「期待してほしいし、プレッシャーをいっぱいかけてほしい」レッドブルの角田裕毅、公の場に初登場。日本GPに向け意気込み語る

 角田裕毅が、ホンダ青山ビルのクロージングイベントに登場。集まったファンを前に、レッドブル・レーシングのマシンを駆って挑む意気込みを語った。

 長年親しまれてきたホンダの青山ビルは、建て替えのため3月いっぱいをもって閉館となる。このクロージングイベントに角田は、カート時代の師匠である道上龍と共に登壇。レッドブルに昇格した想い、そして日本GPに挑む意気込みを語った。

 この日のイベントには、幸運にも参加整理券を手にした約400人のファンが参加。イベント開始は13時だったが、中には早朝4時半から並んだ人もいたという。

 角田が会場に姿を現すと、集まったファンからは割れんばかりの拍手と歓声が上がった。レッドブルでの活躍に対する、期待の表れのようだ。

 しかし当の角田は至って冷静である。「まさか日本GPでいきなりレッドブルで走るとは思っていなかった」とは語ったものの、次のように語った。

「嬉しいって気持ちはありますけどチームが変わるんだなというくらいです」

 そう角田は語った。

「でもよくよく考えると、日本GPでいきなり(レッドブルで)走るというシチュエーションの現実味がないんです。

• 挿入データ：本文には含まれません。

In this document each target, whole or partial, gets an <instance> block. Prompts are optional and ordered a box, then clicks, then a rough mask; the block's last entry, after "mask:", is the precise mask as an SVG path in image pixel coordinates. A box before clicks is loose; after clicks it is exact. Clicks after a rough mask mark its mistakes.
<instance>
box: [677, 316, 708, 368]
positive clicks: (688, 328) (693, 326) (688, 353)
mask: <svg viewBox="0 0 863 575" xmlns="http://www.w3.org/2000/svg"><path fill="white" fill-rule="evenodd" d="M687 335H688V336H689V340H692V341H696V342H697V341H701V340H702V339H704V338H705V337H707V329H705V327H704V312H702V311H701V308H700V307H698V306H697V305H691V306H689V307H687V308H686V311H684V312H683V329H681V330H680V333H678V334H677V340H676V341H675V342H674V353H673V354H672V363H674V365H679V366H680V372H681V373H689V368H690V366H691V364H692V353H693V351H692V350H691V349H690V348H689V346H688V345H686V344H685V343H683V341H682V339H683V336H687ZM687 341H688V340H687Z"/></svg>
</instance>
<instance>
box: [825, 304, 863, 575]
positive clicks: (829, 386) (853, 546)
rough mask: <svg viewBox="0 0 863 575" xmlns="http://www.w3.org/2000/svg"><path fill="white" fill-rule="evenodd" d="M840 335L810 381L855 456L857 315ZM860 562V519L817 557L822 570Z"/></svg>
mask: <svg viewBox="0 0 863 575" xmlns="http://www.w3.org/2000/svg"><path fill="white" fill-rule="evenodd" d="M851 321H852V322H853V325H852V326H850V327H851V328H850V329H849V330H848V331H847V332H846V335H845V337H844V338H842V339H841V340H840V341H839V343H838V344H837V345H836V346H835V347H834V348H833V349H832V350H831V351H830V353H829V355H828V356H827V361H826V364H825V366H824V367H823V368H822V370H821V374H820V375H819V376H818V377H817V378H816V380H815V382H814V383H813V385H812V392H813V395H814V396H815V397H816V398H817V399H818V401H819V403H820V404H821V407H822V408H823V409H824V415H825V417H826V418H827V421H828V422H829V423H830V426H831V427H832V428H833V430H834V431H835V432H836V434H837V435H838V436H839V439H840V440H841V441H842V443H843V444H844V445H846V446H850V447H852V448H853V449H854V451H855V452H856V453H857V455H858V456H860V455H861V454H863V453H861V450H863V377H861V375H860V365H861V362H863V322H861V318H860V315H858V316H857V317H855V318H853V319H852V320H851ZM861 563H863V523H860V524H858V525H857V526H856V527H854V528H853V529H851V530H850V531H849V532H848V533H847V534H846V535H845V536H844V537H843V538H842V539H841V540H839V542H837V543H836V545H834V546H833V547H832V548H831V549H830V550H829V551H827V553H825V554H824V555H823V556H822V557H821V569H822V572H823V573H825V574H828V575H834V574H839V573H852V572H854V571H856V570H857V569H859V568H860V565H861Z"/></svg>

最初に話があった時は『おお、これは面白くなるな』と思いました」

「これ以上のプレッシャーとチャレンジングなシチュエーションって、たぶん人生でそうないと思います。だからとてつもない、エキサイティングなレースになると思います」

 ただ、レッドブルに昇格することが決まった時、ひとつ焦ったことがあるという。それがシートだ。角田はレッドブルのリザーブドライバーではあったため、開幕前にシートは作ってあったという。しかし、実際にレッドブルのマシンで走ることはないだろうと想い、適当にシート合わせをしてしまっていたのだそうだ。

「既にシート合わせはしてあったんですよ。僕はレッドブルのリザーブドライバーではあったんで。でも、バーレーンテストの前にシート合わせした時の気持ちは、『なんでオレこんなの作ってるんだろう……どうせ走らないのにな……』と思ってました。だから、適当に作ってしまって、1回座って『ああ、これでいいよ』という状態でした」

「でも実際に決まった時には、ちょっと焦りました。あの時のシート使うのかなと思って……。だから今回決まってから、真剣にシート合わせをやって、良いシートが作れたと思います」

 そのシート合わせとほぼ同じタイミングで、レッドブルのマシンをシミュレータで走らせたという角田。しかし巷で言われているような、トリッキーなフィーリングは感じなかったという。

「シミュレータ上では、そこまでチャレンジングなクルマだというのは感じませんでした。よく言われる、フロントが曲がりやすいクルマというイメージはもちろんありましたが、トリッキーかというと、そこまで変な感じはありませんでした。シミュレータ上ですけどね」

「もちろん、どういうクルマにしたいかということはマックス(フェルスタッペン)とは違うと思うし、自分は自分で良いクルマを作って、そのクルマを理解して、徐々に走っていきたいと思います」

 そんな角田は、日本GPでの目標について、次のように語った。

「あまり期待値は上げたくないですけど、今回まず、日本GPで表彰台に乗りたいです」

「とはいえ、最初からそんなにうまくいくとは思っていないので、まずはクルマのことを理解して、レーシングブルズのマシンと比べてどうなのかをFP1から徐々に確かめていって、自然と僕が楽しんで乗れるようになったら、結果もついてくると思います。その結果が表彰台ならば、最高かなと思っています」

 そして角田らしい、こんな頼もしい発言もあった。

 トークショーの共に登壇した道上龍が「本人にプレッシャーをかけるわけじゃないですけど、期待しないわけにはいかないです。だから、良い活躍をしてほしい」とメッセージを送ると、それに応えるように角田も次のように語った。

「はい。期待してください。期待して、いっぱいプレッシャーかけてください!」

 角田は鈴鹿でレッドブルのマシンを駆り、どんな活躍を見せるのか? スタンドから、そして画面の前から、期待とプレッシャーを存分にかけて見守ろうではないか。